Source linked

طائرات JetBrains Mellum2 MoE نموذج لطاقات عمل الكود العالي

huggingface.co@frontier_wire4 hours ago·Machine Learning·2 comments

يقوم Mellum2 بتشغيل مكونات 2.5B فقط لكل نقطة، مما يوفر 2 مرات أسرع من النماذج ذات الحجم المماثل لمهام RAG ومركزية ذات حساسية على التوقيت.

jetbrainsmellum2mixture of expertslarge language modelsmachine learning

Mellum2 activates only 2.5B parameters per token, providing a massive efficiency gain for high-throughput, low-latency inference workloads.

JetBrains has released Mellum2, a 12B-parameter Mixture-of-Experts (MoE) model trained from scratch on natural language and code.
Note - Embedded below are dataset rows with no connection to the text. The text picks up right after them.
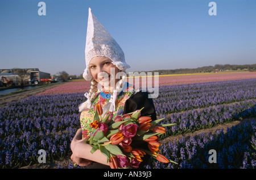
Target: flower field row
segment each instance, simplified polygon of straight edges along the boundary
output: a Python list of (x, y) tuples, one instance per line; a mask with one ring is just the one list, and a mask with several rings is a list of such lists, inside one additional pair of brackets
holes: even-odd
[(163, 123), (176, 124), (171, 127), (167, 127), (167, 132), (163, 137), (192, 132), (234, 120), (254, 116), (256, 115), (255, 104), (256, 99), (247, 100), (236, 103), (173, 113), (170, 118), (166, 115), (160, 115), (162, 118), (166, 118)]
[[(152, 74), (154, 75), (154, 73)], [(158, 85), (170, 86), (178, 84), (195, 83), (199, 82), (222, 81), (235, 79), (246, 79), (255, 78), (256, 72), (242, 72), (242, 73), (205, 73), (205, 74), (174, 74), (172, 76), (159, 76)], [(128, 82), (131, 81), (131, 83), (136, 85), (135, 82), (138, 80), (141, 85), (143, 78), (135, 77), (133, 79), (129, 78)], [(148, 77), (147, 81), (152, 83), (153, 86), (157, 86), (154, 84), (153, 77)], [(78, 81), (65, 82), (57, 87), (45, 91), (39, 95), (59, 94), (75, 93), (85, 93), (88, 91), (90, 87), (90, 81)]]
[[(186, 140), (183, 137), (163, 146), (160, 153), (178, 165), (151, 159), (146, 168), (255, 168), (256, 122), (228, 128), (226, 133), (221, 129), (216, 135), (201, 133)], [(211, 149), (216, 152), (215, 163), (209, 161)]]
[[(158, 116), (166, 118), (164, 123), (177, 123), (167, 128), (166, 135), (254, 116), (255, 82), (249, 79), (160, 87), (159, 97), (154, 99)], [(41, 149), (49, 162), (70, 156), (70, 143), (80, 126), (77, 106), (85, 100), (84, 93), (33, 96), (0, 108), (0, 168), (38, 163)], [(169, 110), (170, 104), (176, 106)], [(175, 153), (180, 156), (180, 151)], [(181, 161), (185, 165), (178, 160), (181, 166), (174, 168), (190, 167), (190, 161)]]
[(153, 99), (158, 114), (256, 98), (256, 79), (159, 87)]

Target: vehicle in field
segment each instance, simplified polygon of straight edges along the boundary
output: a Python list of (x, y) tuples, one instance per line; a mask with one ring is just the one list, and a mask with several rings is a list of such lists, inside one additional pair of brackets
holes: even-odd
[(40, 71), (31, 71), (30, 72), (30, 81), (28, 84), (38, 85), (40, 83), (50, 83), (52, 81), (49, 73)]

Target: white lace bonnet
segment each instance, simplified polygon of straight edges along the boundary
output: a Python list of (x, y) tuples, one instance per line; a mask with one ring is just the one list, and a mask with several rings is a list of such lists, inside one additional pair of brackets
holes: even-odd
[(83, 77), (86, 81), (92, 79), (89, 70), (90, 60), (96, 56), (106, 57), (112, 60), (112, 63), (119, 70), (125, 71), (130, 66), (126, 64), (125, 53), (117, 41), (92, 13), (89, 8), (87, 35), (85, 44), (86, 69)]

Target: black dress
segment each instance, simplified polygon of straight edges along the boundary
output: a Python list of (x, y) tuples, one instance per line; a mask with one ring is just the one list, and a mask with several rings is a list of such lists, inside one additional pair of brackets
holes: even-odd
[[(131, 95), (126, 100), (123, 108), (123, 115), (131, 112), (144, 108), (141, 111), (141, 116), (150, 115), (152, 120), (156, 119), (156, 114), (155, 112), (155, 106), (153, 100), (148, 98), (148, 93), (139, 91)], [(140, 143), (139, 146), (142, 149), (147, 149), (147, 143)], [(142, 162), (139, 165), (139, 169), (143, 168), (144, 166), (147, 164), (150, 156), (147, 154), (142, 158)], [(85, 169), (110, 169), (109, 166), (94, 162), (92, 164), (85, 166)]]

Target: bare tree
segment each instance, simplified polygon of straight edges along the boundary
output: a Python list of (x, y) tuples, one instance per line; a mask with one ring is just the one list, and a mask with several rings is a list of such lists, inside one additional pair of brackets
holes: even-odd
[(27, 72), (26, 69), (20, 68), (13, 68), (12, 70), (13, 73), (16, 73), (19, 77), (18, 79), (18, 82), (20, 83), (22, 87), (23, 87), (25, 82), (25, 78), (27, 77)]

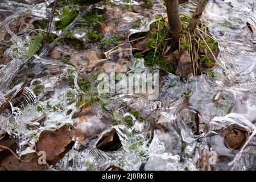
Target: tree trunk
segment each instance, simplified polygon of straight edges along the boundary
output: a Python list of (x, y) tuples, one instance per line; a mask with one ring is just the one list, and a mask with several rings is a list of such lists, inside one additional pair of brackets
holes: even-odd
[(178, 43), (182, 26), (179, 13), (179, 0), (167, 0), (166, 7), (171, 36)]
[(191, 32), (193, 31), (196, 28), (196, 24), (200, 19), (203, 12), (204, 12), (205, 6), (208, 2), (209, 0), (201, 0), (200, 2), (198, 3), (196, 12), (195, 12), (195, 14), (190, 20), (189, 24), (188, 25)]

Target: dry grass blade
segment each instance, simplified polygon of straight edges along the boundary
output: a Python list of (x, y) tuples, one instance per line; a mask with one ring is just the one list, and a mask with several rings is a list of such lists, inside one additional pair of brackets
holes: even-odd
[(18, 160), (20, 160), (20, 161), (24, 162), (26, 162), (26, 163), (29, 163), (29, 162), (31, 162), (31, 160), (32, 160), (32, 158), (30, 159), (30, 160), (27, 160), (20, 159), (18, 156), (18, 155), (17, 155), (15, 153), (14, 153), (14, 151), (13, 151), (11, 150), (11, 148), (9, 148), (9, 147), (6, 147), (6, 146), (2, 146), (2, 145), (1, 145), (1, 144), (0, 144), (0, 148), (5, 148), (5, 149), (8, 150), (9, 151), (10, 151), (11, 152), (11, 154), (13, 154), (14, 155), (14, 156), (15, 156), (16, 158), (17, 158)]

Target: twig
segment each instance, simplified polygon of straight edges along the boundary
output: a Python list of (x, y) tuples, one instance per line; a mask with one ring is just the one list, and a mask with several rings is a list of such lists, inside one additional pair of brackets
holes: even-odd
[(6, 147), (6, 146), (2, 146), (2, 145), (1, 145), (1, 144), (0, 144), (0, 148), (5, 148), (5, 149), (7, 149), (7, 150), (9, 150), (9, 151), (11, 152), (11, 154), (13, 154), (14, 155), (14, 156), (15, 156), (16, 158), (17, 158), (18, 160), (20, 160), (20, 161), (22, 161), (22, 162), (26, 162), (26, 163), (29, 163), (30, 162), (31, 162), (32, 159), (33, 159), (33, 158), (31, 158), (31, 159), (30, 159), (30, 160), (22, 160), (22, 159), (20, 159), (16, 155), (16, 154), (14, 153), (14, 152), (11, 150), (11, 148), (9, 148), (9, 147)]
[(207, 44), (207, 43), (206, 42), (205, 40), (204, 39), (204, 37), (203, 36), (202, 34), (201, 34), (201, 33), (200, 32), (198, 32), (199, 33), (199, 34), (200, 35), (201, 37), (203, 39), (203, 40), (204, 40), (204, 43), (205, 43), (205, 44), (207, 45), (207, 47), (208, 48), (209, 50), (210, 51), (210, 53), (212, 53), (212, 56), (213, 56), (213, 58), (215, 60), (215, 61), (216, 63), (218, 63), (218, 60), (217, 59), (216, 57), (215, 57), (214, 55), (213, 54), (213, 53), (212, 52), (212, 50), (210, 49), (210, 47), (209, 47), (208, 44)]
[(197, 22), (200, 19), (201, 16), (202, 15), (202, 14), (204, 12), (206, 5), (208, 3), (208, 2), (209, 0), (201, 0), (200, 2), (198, 3), (196, 11), (195, 12), (195, 14), (193, 16), (192, 18), (191, 19), (189, 24), (188, 25), (191, 32), (193, 31), (195, 28), (196, 28)]
[(45, 45), (48, 45), (48, 38), (49, 37), (49, 34), (51, 30), (51, 27), (52, 26), (52, 19), (53, 18), (54, 12), (55, 11), (56, 6), (57, 5), (57, 0), (54, 1), (53, 6), (52, 9), (52, 11), (51, 12), (51, 16), (49, 18), (49, 22), (48, 23), (47, 30), (46, 35), (46, 42)]

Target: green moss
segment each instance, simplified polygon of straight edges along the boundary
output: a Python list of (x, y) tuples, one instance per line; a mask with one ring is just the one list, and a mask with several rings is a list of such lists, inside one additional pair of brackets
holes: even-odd
[(183, 95), (185, 97), (185, 98), (188, 98), (190, 97), (190, 96), (192, 96), (192, 92), (191, 90), (188, 89), (186, 92), (185, 92), (183, 93)]
[(97, 78), (101, 72), (93, 75), (86, 78), (79, 78), (78, 85), (85, 92), (84, 94), (79, 97), (77, 106), (82, 105), (82, 107), (86, 107), (95, 101), (98, 101), (98, 92), (97, 89)]
[(218, 76), (212, 69), (211, 69), (209, 71), (209, 76), (210, 76), (210, 77), (212, 79), (218, 79)]
[(105, 50), (109, 50), (118, 46), (122, 40), (122, 38), (116, 35), (106, 37), (101, 43), (101, 47)]
[(117, 121), (117, 120), (114, 120), (113, 122), (112, 125), (118, 125), (120, 123), (120, 121)]
[[(217, 47), (215, 46), (216, 42), (213, 39), (207, 37), (205, 39), (205, 40), (212, 52), (217, 51)], [(200, 40), (200, 45), (201, 48), (204, 49), (209, 49), (208, 46), (205, 44), (205, 42), (203, 40)]]
[(75, 127), (74, 126), (73, 126), (71, 123), (67, 123), (66, 125), (67, 125), (67, 126), (68, 126), (69, 130), (72, 130)]
[(102, 39), (103, 35), (96, 31), (89, 30), (87, 36), (92, 42), (98, 42)]
[(185, 23), (189, 23), (190, 19), (188, 18), (188, 17), (187, 16), (181, 16), (180, 17), (180, 19), (181, 22), (185, 22)]
[(136, 59), (140, 59), (143, 58), (144, 57), (144, 55), (141, 52), (136, 52), (134, 54), (134, 56)]
[(65, 64), (70, 64), (71, 56), (68, 55), (64, 55), (61, 57), (61, 61)]
[(147, 5), (148, 5), (148, 6), (152, 6), (153, 5), (153, 1), (152, 1), (152, 0), (147, 0)]
[(133, 125), (133, 118), (131, 117), (131, 116), (129, 115), (126, 117), (124, 118), (124, 121), (125, 121), (125, 123), (126, 126), (129, 126), (129, 127), (132, 127)]
[(38, 105), (36, 106), (36, 111), (38, 112), (43, 112), (44, 110), (44, 107), (40, 105)]
[(33, 89), (34, 93), (38, 96), (43, 91), (43, 88), (40, 85), (36, 85), (35, 88)]
[(73, 70), (72, 70), (71, 69), (69, 69), (68, 70), (68, 73), (67, 74), (68, 83), (68, 85), (70, 86), (73, 86), (75, 85), (75, 83), (74, 83), (75, 75), (73, 72)]
[(79, 24), (82, 27), (95, 27), (99, 24), (101, 24), (104, 20), (105, 18), (103, 15), (101, 16), (86, 16), (82, 17), (79, 22)]
[(141, 114), (140, 111), (138, 109), (137, 110), (132, 110), (130, 111), (131, 114), (133, 114), (136, 119), (141, 119)]
[(185, 142), (181, 141), (181, 152), (185, 152), (185, 150), (186, 149), (186, 143)]
[(188, 41), (187, 39), (184, 39), (181, 42), (181, 48), (183, 51), (189, 51), (190, 46), (188, 44)]
[(209, 57), (205, 56), (205, 55), (200, 55), (200, 63), (203, 66), (208, 68), (210, 68), (213, 66), (213, 64)]
[(77, 113), (74, 113), (73, 115), (72, 115), (72, 118), (71, 118), (71, 119), (76, 119), (76, 118), (78, 118), (78, 114)]
[(69, 90), (67, 92), (66, 97), (69, 104), (76, 102), (76, 93), (73, 91)]

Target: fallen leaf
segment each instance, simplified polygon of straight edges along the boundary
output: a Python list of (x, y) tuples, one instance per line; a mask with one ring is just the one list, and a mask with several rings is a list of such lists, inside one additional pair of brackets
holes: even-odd
[(81, 131), (85, 138), (101, 133), (113, 122), (109, 114), (97, 103), (83, 109), (77, 114), (76, 127)]
[(193, 76), (192, 64), (189, 53), (186, 51), (181, 53), (180, 56), (176, 73), (181, 77)]
[(224, 142), (230, 148), (240, 149), (247, 138), (247, 131), (236, 124), (229, 125), (224, 129)]
[(113, 129), (104, 133), (96, 144), (96, 148), (104, 151), (115, 151), (122, 146), (117, 130)]
[(36, 143), (36, 151), (44, 151), (47, 163), (54, 165), (72, 148), (77, 136), (77, 131), (70, 130), (67, 125), (55, 131), (43, 131)]

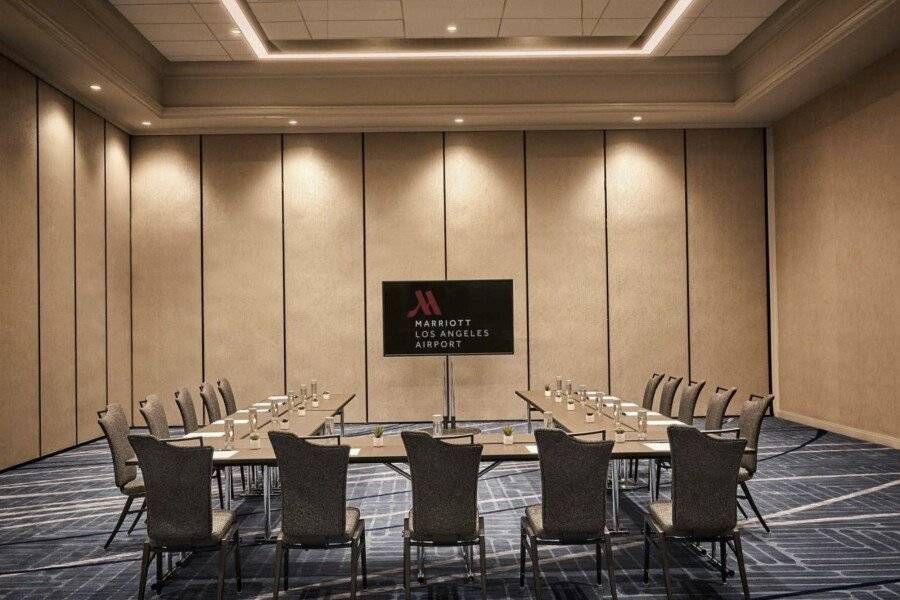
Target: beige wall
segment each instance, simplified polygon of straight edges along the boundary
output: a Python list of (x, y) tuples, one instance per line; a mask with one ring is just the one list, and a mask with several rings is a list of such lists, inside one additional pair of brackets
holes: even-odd
[(0, 469), (100, 435), (110, 320), (130, 403), (128, 162), (127, 135), (0, 57)]
[(776, 124), (780, 412), (900, 446), (900, 51)]

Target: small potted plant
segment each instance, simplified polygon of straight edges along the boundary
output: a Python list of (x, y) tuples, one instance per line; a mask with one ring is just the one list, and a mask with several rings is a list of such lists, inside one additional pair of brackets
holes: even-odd
[(384, 427), (381, 425), (372, 428), (372, 445), (379, 448), (384, 446)]

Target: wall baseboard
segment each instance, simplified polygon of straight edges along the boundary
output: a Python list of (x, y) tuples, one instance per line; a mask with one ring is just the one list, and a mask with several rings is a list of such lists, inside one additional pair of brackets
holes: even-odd
[(808, 417), (806, 415), (801, 415), (799, 413), (789, 412), (786, 410), (776, 409), (775, 416), (779, 419), (786, 419), (788, 421), (800, 423), (801, 425), (817, 427), (819, 429), (827, 429), (828, 431), (831, 431), (833, 433), (846, 435), (858, 440), (865, 440), (867, 442), (881, 444), (882, 446), (900, 449), (900, 438), (885, 435), (883, 433), (875, 433), (872, 431), (866, 431), (864, 429), (857, 429), (855, 427), (841, 425), (840, 423), (832, 423), (831, 421), (825, 421), (824, 419), (816, 419), (815, 417)]

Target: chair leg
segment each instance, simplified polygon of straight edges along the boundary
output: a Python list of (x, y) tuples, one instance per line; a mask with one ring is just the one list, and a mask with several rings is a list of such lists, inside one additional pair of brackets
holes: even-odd
[(762, 518), (762, 514), (760, 514), (759, 509), (756, 508), (756, 502), (753, 501), (753, 496), (750, 495), (750, 488), (747, 487), (746, 481), (741, 482), (741, 489), (744, 491), (744, 496), (747, 498), (747, 502), (750, 503), (750, 509), (753, 510), (756, 518), (759, 519), (760, 525), (763, 526), (763, 529), (766, 530), (766, 533), (769, 533), (769, 526), (766, 525), (766, 520)]
[(219, 546), (219, 585), (216, 588), (216, 598), (222, 600), (225, 597), (225, 563), (228, 559), (228, 546)]
[(131, 535), (131, 532), (134, 531), (135, 526), (138, 521), (141, 520), (141, 515), (144, 514), (144, 510), (147, 508), (147, 497), (145, 496), (143, 500), (141, 500), (141, 508), (138, 510), (138, 516), (134, 518), (134, 521), (131, 522), (131, 527), (128, 528), (128, 535)]
[(116, 537), (116, 534), (119, 533), (119, 528), (122, 527), (122, 523), (125, 521), (125, 515), (128, 514), (129, 509), (131, 509), (131, 503), (134, 502), (134, 496), (128, 496), (125, 500), (125, 506), (122, 507), (122, 512), (119, 514), (119, 520), (116, 522), (116, 526), (113, 527), (113, 532), (109, 534), (109, 538), (106, 540), (106, 543), (103, 544), (103, 548), (109, 548), (109, 545), (112, 544), (112, 540)]
[(147, 587), (147, 571), (150, 569), (150, 544), (144, 542), (144, 553), (141, 555), (141, 579), (138, 583), (138, 600), (144, 600), (144, 588)]
[(238, 591), (241, 591), (241, 534), (234, 532), (234, 580)]
[(744, 566), (744, 550), (741, 548), (741, 533), (734, 532), (734, 558), (741, 574), (741, 587), (744, 588), (744, 600), (750, 600), (750, 585), (747, 583), (747, 568)]
[(275, 543), (275, 577), (272, 578), (272, 600), (278, 600), (278, 584), (281, 582), (281, 569), (284, 557), (284, 546)]
[(669, 576), (669, 548), (666, 545), (666, 534), (659, 534), (659, 551), (662, 554), (663, 578), (666, 580), (666, 598), (672, 600), (672, 579)]
[(616, 561), (613, 559), (612, 542), (609, 541), (609, 537), (603, 540), (603, 545), (606, 548), (606, 572), (609, 577), (609, 592), (612, 600), (617, 600), (619, 596), (616, 593)]
[(487, 560), (484, 551), (484, 534), (478, 537), (478, 567), (481, 570), (481, 600), (487, 600)]
[(725, 564), (728, 561), (726, 552), (725, 540), (719, 540), (719, 569), (722, 571), (722, 583), (728, 580), (728, 567)]

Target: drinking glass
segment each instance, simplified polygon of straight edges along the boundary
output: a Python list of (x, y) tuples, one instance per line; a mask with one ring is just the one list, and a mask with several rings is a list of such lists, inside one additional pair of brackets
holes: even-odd
[(234, 419), (225, 419), (225, 449), (234, 448)]
[(544, 411), (544, 429), (553, 429), (553, 413), (549, 410)]

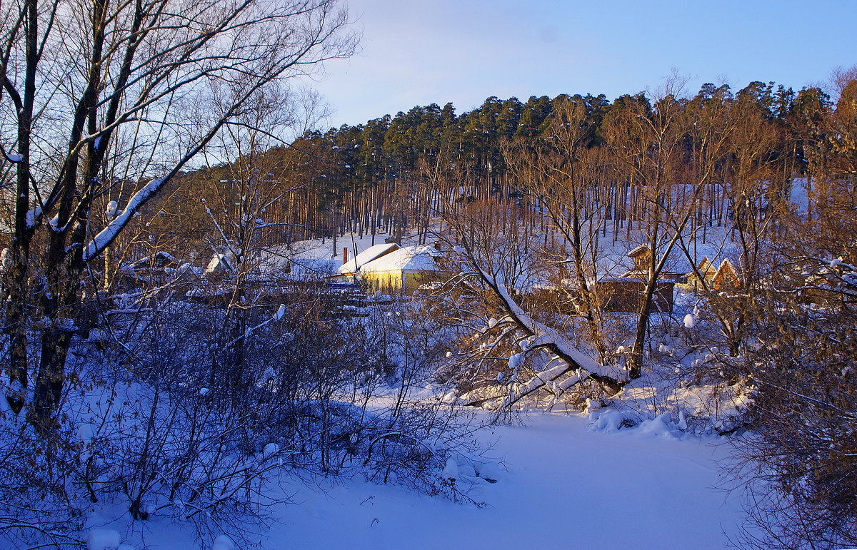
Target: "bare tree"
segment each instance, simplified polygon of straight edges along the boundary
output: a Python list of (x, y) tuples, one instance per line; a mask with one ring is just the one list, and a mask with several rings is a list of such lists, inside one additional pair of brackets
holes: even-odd
[[(37, 228), (45, 320), (33, 421), (51, 423), (84, 266), (101, 254), (140, 207), (186, 167), (268, 83), (349, 55), (354, 37), (333, 0), (111, 3), (23, 0), (3, 4), (0, 78), (6, 162), (17, 173), (4, 334), (13, 410), (27, 386), (27, 276)], [(217, 83), (240, 90), (207, 116)], [(110, 223), (89, 235), (93, 200), (114, 182), (135, 191)]]
[[(728, 135), (716, 113), (689, 116), (687, 101), (680, 97), (682, 85), (680, 79), (668, 81), (653, 104), (640, 95), (614, 105), (606, 129), (620, 174), (638, 188), (642, 240), (650, 250), (630, 356), (632, 379), (642, 373), (658, 278), (711, 180)], [(688, 158), (685, 145), (692, 138), (698, 146), (695, 157)]]

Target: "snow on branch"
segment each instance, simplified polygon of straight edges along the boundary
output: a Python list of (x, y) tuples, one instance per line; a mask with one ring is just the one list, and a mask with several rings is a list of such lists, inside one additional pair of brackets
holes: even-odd
[(131, 220), (137, 210), (149, 200), (154, 194), (160, 190), (164, 185), (164, 178), (155, 178), (143, 186), (141, 189), (134, 194), (129, 200), (125, 208), (117, 214), (116, 218), (111, 220), (107, 226), (99, 231), (93, 237), (93, 240), (87, 245), (87, 249), (83, 253), (84, 261), (88, 261), (101, 254), (105, 248), (113, 242), (117, 234), (122, 230), (128, 222)]

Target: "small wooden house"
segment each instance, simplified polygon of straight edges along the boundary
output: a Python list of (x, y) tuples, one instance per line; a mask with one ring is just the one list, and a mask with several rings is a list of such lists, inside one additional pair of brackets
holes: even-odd
[[(714, 267), (714, 264), (708, 259), (708, 256), (703, 256), (702, 260), (699, 260), (698, 265), (697, 265), (697, 271), (699, 272), (699, 275), (702, 276), (708, 285), (710, 285), (711, 279), (714, 278), (714, 274), (717, 272), (717, 270)], [(687, 273), (687, 284), (692, 285), (694, 290), (702, 286), (702, 281), (697, 277), (696, 272), (692, 271)]]
[(359, 281), (369, 292), (412, 294), (436, 274), (434, 254), (428, 246), (403, 247), (364, 264)]
[[(604, 310), (638, 313), (643, 306), (646, 282), (639, 278), (605, 278), (598, 281), (596, 292), (605, 296)], [(652, 296), (650, 313), (673, 313), (673, 296), (675, 284), (669, 279), (658, 279)]]
[(738, 272), (728, 258), (720, 262), (720, 267), (711, 278), (711, 289), (717, 291), (734, 290), (740, 286)]
[[(633, 269), (619, 276), (620, 278), (646, 279), (649, 277), (649, 267), (651, 265), (651, 250), (649, 245), (643, 244), (628, 252), (627, 256), (634, 260)], [(684, 258), (670, 258), (664, 264), (659, 278), (668, 279), (673, 283), (682, 283), (686, 280), (687, 272), (691, 271), (690, 264)]]
[(399, 245), (395, 242), (385, 244), (376, 244), (366, 248), (354, 258), (343, 263), (336, 269), (333, 278), (339, 283), (355, 283), (359, 278), (358, 273), (363, 271), (364, 266), (378, 260), (388, 254), (399, 250)]

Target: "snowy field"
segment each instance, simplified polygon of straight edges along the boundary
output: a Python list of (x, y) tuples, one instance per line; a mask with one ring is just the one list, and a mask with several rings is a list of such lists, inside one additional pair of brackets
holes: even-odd
[[(654, 422), (605, 433), (580, 415), (522, 420), (480, 436), (500, 463), (497, 482), (470, 493), (482, 508), (358, 481), (287, 481), (292, 504), (272, 507), (268, 529), (249, 538), (272, 549), (704, 549), (724, 547), (741, 518), (737, 499), (715, 488), (725, 438), (676, 439)], [(138, 549), (195, 546), (165, 518), (107, 527)]]

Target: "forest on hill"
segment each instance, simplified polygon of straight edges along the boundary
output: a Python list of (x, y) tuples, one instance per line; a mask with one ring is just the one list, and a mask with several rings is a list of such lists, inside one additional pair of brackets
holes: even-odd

While the total parameter count sits at 12B, the MoE architecture ensures that only a small subset of parameters is used for each token, making it an ideal candidate for production environments where serving costs and latency are critical constraints.

Efficient Inference for Agentic Workflows

Modern AI architectures are moving away from monolithic frontier models toward multi-model systems. Production stacks increasingly require several specialized components—routers, retrievers, validators, and tool callers—to work in concert. Mellum2 targets these high-frequency, latency-sensitive operations.

Because it delivers more than 2x faster inference compared to similar-sized models, Mellum2 functions as a "focal" model within larger systems. It is specifically optimized for tasks like prompt classification, tool selection, and intermediate control-flow steps in agentic workflows. Instead of invoking a massive reasoning model for every subtask, engineers can use Mellum2 for planning, validation, and context preparation, significantly reducing the total compute footprint of the system.

Specialized Text and Code Capabilities

Unlike multimodal models that sacrifice density for breadth, Mellum2 focuses strictly on text and code. This specialization allows it to remain compact and highly effective for software engineering tasks, including RAG pipelines, context compression, and retrieval post-processing.

For teams handling proprietary codebases, the Apache 2.0 license and the model's efficient footprint make it a prime candidate for private, self-hosted deployments. This enables high-speed coding features, such as those found in IDEs, to run on internal infrastructure without the latency or privacy risks associated with external APIs.

JetBrains' release of Mellum2 signals a shift toward well-scoped, high-speed models that make complex AI stacks faster, cheaper, and easier to control.


Source: Introducing Mellum2: A 12B Mixture-of-Experts Model by JetBrains
Domain: huggingface.co

Read original source ->

External source stays available while the OJO article and comment thread stay local.

Comments load interactively on the live page.